Bio

J. Mack is a Brooklyn-based visual artist whose constructed portraiture examines how family, gender, domestic performance, and American normalcy are staged, inherited, and believed.

Born in the suburbs of Detroit in 1982, J. Mack graduated from Parsons School of Design in 2005, received the Tierney Fellowship the same year, and joined Laurence Miller Gallery, where her early work was exhibited as Julie Mack. Her photographs have been exhibited at Art Basel, Paris Photo at the Louvre, and ARCO Madrid; acquired by the Museum of Fine Arts, Boston, where they are held in the permanent collection; and shortlisted for the Paris Photo Prize for Contemporary Photography. Her work has appeared in LIFE, Time, The New York Times, and New York Magazine.

J. Mack has also worked across documentary and commercial filmmaking, art direction, and creative leadership. She co-founded THEY, a Brooklyn-based production studio, where she led creative work for clients and institutions including the Ford Foundation, the Vilcek Foundation, The Metropolitan Museum of Art, Penguin Books, and NASA.

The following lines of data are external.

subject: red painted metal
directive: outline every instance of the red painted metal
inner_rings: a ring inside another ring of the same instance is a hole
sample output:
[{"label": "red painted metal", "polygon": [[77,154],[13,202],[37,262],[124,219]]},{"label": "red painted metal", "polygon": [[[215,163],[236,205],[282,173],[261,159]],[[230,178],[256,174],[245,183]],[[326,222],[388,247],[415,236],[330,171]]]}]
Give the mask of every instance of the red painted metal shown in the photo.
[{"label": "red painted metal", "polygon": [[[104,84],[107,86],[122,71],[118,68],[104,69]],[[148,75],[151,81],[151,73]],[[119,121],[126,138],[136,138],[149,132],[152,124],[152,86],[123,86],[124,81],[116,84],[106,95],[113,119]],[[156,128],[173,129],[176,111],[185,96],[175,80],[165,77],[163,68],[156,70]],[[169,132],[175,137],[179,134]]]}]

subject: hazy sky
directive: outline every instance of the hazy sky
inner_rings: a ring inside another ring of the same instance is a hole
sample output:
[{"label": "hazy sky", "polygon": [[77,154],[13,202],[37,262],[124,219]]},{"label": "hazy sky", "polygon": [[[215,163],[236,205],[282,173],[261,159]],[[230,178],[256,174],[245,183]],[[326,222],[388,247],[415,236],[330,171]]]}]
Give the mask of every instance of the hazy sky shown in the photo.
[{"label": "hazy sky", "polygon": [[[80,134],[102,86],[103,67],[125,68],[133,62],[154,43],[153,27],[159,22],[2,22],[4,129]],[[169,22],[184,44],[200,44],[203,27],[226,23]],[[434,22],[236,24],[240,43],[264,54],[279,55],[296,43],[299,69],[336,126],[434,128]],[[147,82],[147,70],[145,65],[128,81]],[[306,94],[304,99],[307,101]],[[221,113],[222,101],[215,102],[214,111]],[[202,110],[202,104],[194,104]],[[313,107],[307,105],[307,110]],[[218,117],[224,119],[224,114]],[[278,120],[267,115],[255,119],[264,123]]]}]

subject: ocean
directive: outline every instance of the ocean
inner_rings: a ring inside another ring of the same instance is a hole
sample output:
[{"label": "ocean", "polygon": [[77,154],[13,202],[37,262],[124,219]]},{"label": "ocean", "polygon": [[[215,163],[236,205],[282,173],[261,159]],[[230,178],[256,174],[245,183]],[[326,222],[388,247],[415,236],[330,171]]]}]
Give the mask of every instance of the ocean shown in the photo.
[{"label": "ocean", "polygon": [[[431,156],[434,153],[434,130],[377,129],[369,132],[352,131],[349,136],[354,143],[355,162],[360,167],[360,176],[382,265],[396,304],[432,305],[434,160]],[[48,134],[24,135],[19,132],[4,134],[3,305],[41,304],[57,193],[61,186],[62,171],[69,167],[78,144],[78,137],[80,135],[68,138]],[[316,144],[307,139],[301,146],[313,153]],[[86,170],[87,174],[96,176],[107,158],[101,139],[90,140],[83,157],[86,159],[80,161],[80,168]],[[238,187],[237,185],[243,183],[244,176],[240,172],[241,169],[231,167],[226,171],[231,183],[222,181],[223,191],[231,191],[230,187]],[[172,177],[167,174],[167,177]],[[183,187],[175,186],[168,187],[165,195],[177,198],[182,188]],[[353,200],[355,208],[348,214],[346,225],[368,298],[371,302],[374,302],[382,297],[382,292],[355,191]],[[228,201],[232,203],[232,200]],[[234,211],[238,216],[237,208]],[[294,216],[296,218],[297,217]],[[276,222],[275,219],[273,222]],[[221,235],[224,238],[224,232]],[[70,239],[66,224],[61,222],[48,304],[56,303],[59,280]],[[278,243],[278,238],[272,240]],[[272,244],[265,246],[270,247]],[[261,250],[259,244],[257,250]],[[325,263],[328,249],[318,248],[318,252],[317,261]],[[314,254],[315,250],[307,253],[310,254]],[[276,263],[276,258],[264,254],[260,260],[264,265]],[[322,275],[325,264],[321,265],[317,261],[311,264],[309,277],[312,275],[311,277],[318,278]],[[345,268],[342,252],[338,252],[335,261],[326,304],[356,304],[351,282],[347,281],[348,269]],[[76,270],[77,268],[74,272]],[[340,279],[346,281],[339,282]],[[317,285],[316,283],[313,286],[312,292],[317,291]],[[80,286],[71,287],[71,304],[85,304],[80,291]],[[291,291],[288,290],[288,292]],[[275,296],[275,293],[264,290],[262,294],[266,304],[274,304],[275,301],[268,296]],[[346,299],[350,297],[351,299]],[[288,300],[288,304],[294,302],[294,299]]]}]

Her primary body of work, Evidence & Fiction, has developed over more than two decades through constructed portraits of the white, middle-American family she was born into, the family she entered through her partner, and the family she has made. As a gender-nonconforming queer artist working both inside and outside these systems, she is inside the room but outside the script — implicated in the families she pictures, never fully absorbed by them.

The work treats the family photograph as evidence, fiction, and agreement at once — a record of real people, a staged image of belonging, and a contract about how a person is allowed to appear.

She returned to full-time studio practice in 2024. Working in medium- and large-format film, she builds each picture from multiple frames staged and composited into a single, unstable whole — and is now sequencing Evidence & Fiction toward its first significant public form, a photobook and exhibition, where the argument lives in the order of the pictures.